You know how to get people talking about flossing?  Publish a report that tells them that they don’t have to floss! Over the past month we have had more people bring up the subject of flossing than we have over the past year!  So let’s break it on down…no I don’t mean MC Hammer style!

Many, many moons ago in 1819 a New Orleans dentist by the name of Spear Parmly published a book called A Practical Guide to the Management of Teeth. Dr. Parmly recommended interproximal flossing with waxed silk to dislodge food particles and bacteria.  He noticed a difference in patients who regularly removed plaque that was not accessible by tooth brushing alone and wanted to share his fancy findings with the world! Not long after that, Johnson and Johnson patented the first dental floss product. A dozen packs of floss for $1.50! Jiminy Cricket, who can beat that!?!

In 1979 the US Government added flossing into the Surgeon General’s Report for Healthy Living, and later, into the Dietary Guidelines for Americans.
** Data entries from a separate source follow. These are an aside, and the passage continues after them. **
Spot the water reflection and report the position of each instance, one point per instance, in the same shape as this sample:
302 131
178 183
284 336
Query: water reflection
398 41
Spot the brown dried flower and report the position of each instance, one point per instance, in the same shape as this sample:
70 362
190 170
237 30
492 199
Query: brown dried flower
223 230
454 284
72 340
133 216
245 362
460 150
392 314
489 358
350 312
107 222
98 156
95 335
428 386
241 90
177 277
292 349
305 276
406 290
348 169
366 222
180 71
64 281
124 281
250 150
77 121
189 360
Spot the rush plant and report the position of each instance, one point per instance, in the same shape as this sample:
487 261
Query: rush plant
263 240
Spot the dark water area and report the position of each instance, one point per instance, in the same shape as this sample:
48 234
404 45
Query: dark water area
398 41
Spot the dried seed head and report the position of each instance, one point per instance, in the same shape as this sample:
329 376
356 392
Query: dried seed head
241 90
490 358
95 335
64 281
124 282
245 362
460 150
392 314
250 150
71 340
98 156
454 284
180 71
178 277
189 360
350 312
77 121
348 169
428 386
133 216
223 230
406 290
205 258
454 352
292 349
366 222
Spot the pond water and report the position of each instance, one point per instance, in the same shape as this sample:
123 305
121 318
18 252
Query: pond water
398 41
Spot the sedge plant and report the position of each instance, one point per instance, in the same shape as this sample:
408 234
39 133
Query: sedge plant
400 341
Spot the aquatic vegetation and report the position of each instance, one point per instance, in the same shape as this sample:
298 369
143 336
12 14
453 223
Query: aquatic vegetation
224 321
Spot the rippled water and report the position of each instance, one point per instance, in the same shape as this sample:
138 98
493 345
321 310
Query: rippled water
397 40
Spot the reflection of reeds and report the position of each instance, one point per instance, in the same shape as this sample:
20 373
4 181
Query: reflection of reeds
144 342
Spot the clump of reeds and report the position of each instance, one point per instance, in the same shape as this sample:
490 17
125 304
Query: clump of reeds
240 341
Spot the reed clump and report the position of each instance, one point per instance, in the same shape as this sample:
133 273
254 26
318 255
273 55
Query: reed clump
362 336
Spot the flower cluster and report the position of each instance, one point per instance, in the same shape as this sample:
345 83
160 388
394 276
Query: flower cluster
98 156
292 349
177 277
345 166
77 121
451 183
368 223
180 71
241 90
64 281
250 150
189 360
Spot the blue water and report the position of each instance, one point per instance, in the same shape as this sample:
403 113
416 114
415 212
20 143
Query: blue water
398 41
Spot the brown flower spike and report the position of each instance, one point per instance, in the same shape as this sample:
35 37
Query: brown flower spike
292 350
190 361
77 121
Recommendations in these reports are required by law to be backed by evidence-based scientific research. Hygienists everywhere jumped for joy and spread floss samples to the masses!  Less gingivitis! Less bad breath! Less bleeding, less cavities, more teeth saved by prevention! Hooray!

Last year, the Associated Press (AP) asked the Health and Human Services and Agriculture for the evidence behind the recommendation, then later submitted written requests under the Freedom of Information Act. The AP looked at the flossing research that spanned the last 25 years and concluded that it was “weak, somewhat unreliable, and had a moderate potential for bias”.  The US Government removed the flossing recommendation for the time being until current evidence-based research is available.
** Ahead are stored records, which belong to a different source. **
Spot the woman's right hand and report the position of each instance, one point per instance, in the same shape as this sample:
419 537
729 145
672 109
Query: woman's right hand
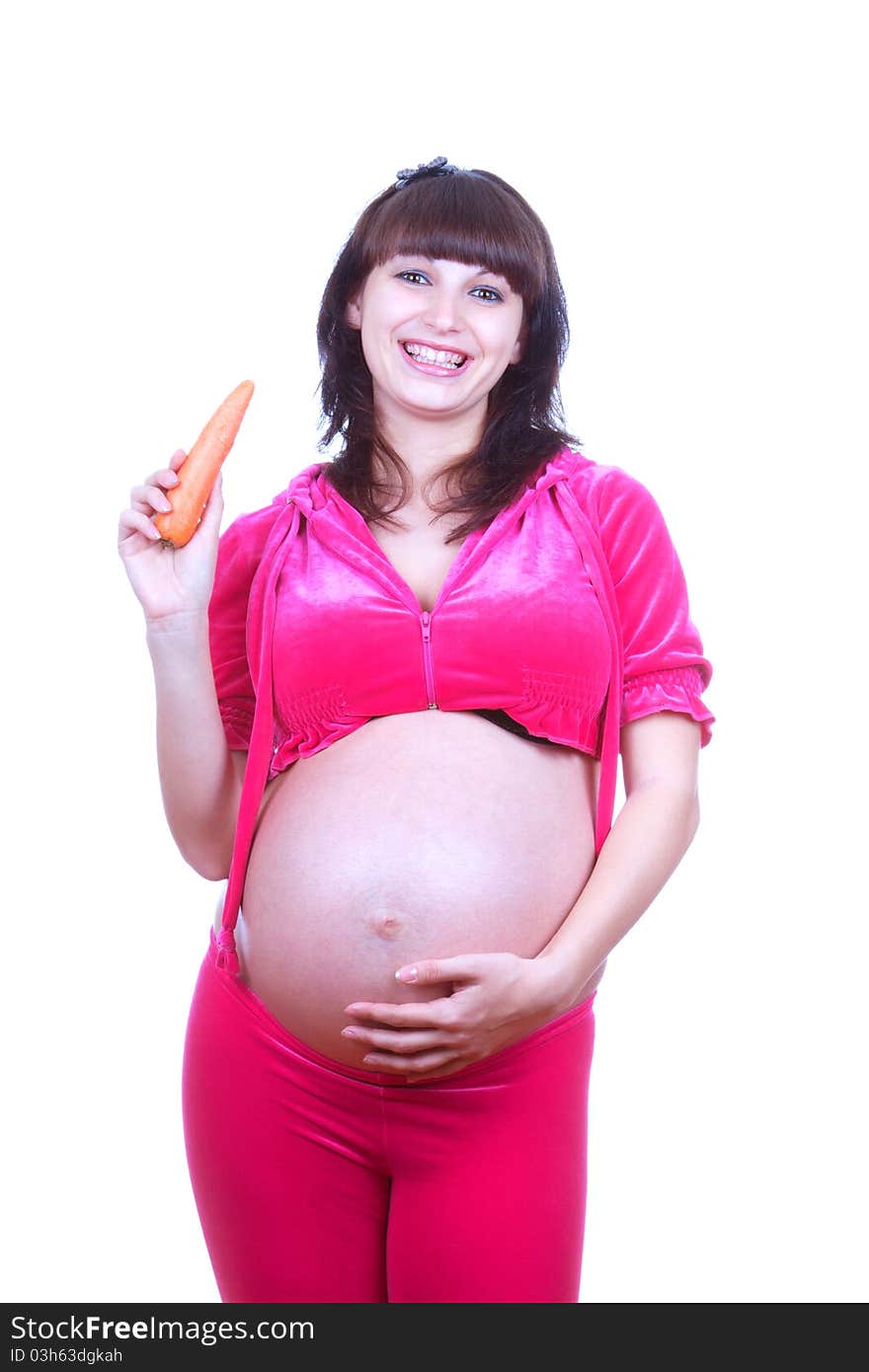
169 580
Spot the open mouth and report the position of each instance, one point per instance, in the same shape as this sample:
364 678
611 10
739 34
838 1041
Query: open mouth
436 362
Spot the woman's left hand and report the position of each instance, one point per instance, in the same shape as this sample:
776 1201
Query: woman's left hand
502 999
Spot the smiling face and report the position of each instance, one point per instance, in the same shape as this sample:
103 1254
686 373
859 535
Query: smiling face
411 312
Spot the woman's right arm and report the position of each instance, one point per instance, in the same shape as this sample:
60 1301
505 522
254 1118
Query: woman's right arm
200 776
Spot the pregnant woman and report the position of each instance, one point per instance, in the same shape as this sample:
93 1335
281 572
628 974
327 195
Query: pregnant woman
390 707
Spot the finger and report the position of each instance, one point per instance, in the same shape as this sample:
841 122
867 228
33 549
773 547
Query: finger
168 475
412 1014
150 498
438 969
133 521
400 1041
404 1066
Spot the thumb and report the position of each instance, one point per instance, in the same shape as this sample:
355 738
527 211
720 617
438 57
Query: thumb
438 969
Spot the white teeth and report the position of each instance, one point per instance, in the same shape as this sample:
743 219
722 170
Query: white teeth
429 354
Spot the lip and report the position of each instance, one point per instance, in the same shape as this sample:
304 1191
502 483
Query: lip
432 368
436 347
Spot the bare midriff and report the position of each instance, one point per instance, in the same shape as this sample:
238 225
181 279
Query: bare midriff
425 834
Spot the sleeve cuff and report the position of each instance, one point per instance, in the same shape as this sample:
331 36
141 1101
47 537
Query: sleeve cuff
674 688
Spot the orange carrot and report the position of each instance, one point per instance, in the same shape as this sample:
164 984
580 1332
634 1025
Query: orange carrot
199 468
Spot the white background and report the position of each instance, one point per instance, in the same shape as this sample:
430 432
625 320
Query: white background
179 180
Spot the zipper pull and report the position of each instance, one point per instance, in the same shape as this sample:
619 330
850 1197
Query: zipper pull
433 703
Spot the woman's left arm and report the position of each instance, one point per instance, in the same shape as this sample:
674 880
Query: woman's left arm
648 840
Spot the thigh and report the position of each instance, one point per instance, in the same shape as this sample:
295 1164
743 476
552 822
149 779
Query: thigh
283 1160
489 1182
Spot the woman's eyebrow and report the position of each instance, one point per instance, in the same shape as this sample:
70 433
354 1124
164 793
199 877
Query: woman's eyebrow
474 270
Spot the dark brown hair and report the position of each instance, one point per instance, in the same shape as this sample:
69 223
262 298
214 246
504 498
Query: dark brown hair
472 217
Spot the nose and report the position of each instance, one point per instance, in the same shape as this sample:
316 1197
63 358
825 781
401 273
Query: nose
443 310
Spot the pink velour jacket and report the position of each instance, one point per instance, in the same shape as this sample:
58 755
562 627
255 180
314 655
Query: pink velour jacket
567 612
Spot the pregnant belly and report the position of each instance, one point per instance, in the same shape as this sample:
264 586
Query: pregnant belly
419 836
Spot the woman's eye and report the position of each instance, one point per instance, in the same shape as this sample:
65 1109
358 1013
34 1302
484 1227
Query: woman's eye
409 271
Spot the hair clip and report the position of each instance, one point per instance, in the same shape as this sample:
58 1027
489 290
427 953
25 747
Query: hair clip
438 166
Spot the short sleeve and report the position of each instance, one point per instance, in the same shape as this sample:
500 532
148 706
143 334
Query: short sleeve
239 551
665 665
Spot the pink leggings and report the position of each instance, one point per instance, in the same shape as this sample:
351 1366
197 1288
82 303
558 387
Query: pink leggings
317 1181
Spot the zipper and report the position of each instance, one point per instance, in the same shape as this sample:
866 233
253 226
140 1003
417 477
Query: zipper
433 703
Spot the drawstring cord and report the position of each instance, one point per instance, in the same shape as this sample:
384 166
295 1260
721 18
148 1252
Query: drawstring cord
260 752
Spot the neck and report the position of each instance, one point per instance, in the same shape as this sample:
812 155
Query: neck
428 445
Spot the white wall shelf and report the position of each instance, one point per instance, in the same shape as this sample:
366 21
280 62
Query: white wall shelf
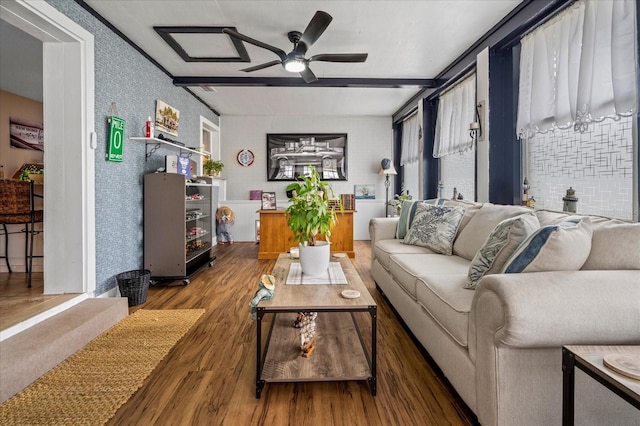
156 143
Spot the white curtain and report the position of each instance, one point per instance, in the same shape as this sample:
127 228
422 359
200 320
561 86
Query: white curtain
410 136
456 111
578 68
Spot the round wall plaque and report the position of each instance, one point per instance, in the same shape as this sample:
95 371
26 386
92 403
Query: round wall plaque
245 157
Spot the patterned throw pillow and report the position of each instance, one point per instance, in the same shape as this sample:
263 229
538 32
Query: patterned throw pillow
500 244
408 212
561 247
434 227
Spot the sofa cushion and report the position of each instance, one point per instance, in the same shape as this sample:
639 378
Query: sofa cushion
550 217
447 302
435 227
407 268
562 247
408 212
384 249
615 244
500 244
470 209
480 226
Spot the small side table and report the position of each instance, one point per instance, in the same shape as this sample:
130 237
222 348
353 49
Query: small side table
590 360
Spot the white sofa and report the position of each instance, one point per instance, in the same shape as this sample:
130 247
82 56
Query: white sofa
499 344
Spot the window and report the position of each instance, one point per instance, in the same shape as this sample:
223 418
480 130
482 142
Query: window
453 144
577 99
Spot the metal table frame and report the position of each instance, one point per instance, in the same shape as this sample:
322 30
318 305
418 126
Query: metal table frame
569 362
371 357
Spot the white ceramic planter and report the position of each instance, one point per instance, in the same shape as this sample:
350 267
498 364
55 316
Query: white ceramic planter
314 260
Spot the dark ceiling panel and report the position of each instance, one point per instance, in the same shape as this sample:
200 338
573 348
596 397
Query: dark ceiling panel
165 33
299 82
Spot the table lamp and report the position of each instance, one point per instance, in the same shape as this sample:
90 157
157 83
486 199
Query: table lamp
387 169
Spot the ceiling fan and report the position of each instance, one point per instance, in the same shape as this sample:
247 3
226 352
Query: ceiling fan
295 60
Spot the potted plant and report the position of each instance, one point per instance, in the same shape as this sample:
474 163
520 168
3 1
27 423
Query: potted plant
308 216
212 167
398 200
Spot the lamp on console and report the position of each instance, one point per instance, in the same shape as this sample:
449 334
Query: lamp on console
387 169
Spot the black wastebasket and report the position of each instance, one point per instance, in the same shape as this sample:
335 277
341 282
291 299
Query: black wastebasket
134 285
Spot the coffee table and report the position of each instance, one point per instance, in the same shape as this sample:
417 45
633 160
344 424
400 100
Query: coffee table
341 351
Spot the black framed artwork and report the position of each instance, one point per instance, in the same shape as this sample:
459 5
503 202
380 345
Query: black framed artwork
290 154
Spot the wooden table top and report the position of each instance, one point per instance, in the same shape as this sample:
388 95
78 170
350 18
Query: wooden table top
310 297
594 356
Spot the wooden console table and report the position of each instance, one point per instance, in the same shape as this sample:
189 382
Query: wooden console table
276 237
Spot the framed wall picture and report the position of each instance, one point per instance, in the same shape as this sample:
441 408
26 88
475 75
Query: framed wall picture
268 200
365 192
290 154
167 118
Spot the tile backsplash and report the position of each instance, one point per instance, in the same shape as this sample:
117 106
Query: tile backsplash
598 164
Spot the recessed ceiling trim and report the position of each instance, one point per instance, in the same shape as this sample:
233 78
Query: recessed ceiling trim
165 33
299 82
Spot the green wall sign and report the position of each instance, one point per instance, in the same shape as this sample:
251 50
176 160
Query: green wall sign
116 139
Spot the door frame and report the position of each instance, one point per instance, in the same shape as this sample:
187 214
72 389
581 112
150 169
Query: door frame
70 142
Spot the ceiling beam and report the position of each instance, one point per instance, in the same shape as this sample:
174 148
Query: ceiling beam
520 20
299 82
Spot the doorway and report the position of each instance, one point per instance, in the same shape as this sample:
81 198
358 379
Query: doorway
68 109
So what does this all mean?  I welcome you to listen to the perspective of someone who is elbow deep in plaque, calculus, and gum disease daily…your hygienist!  There is ABSOLUTELY a difference in the oral health of those who floss versus those who do not.  Even the best toothbrushers in the world do not compare to those who floss with proper technique on a daily basis. Hands down, people who floss have less inflammation (which deserves a blog post all it’s own!), less cavities, better breath, and better overall oral health. Believe it or not, we can actually tell if you are flossing or just telling us that you are.  Wink, wink…don’t fib to your hygienist! If it didn’t make a difference, we wouldn’t be able to easily pick out flossers from non-flossers. 

Still need your own proof?  Here is the challenge! Don’t floss for 10 days.  Yes, you just heard a hygienist tell you not to floss for 10 days!  Brush, use mouthwash, whatever floats your boat, just no floss.  On the eleventh day, floss!  Make sure you get each surface and reach below the gum tissue. Look at the floss after each tooth.  If you really want proof, smell the floss after each tooth.  That, my friends, is the bacteria that has been globbing together and setting up camp between your teeth and under your gums.  Notice that some places may bleed, that is from inflammation that has set in.  If left to work it’s magic, the bacteria will produce enough acid to cause a hole in the tooth.  That’s right folks, a good ‘ol cavity!  The bacteria gets into your bloodstream and stirs up inflammation around the rest of your body. All of this can be prevented with something that is cheap, fast, and easy!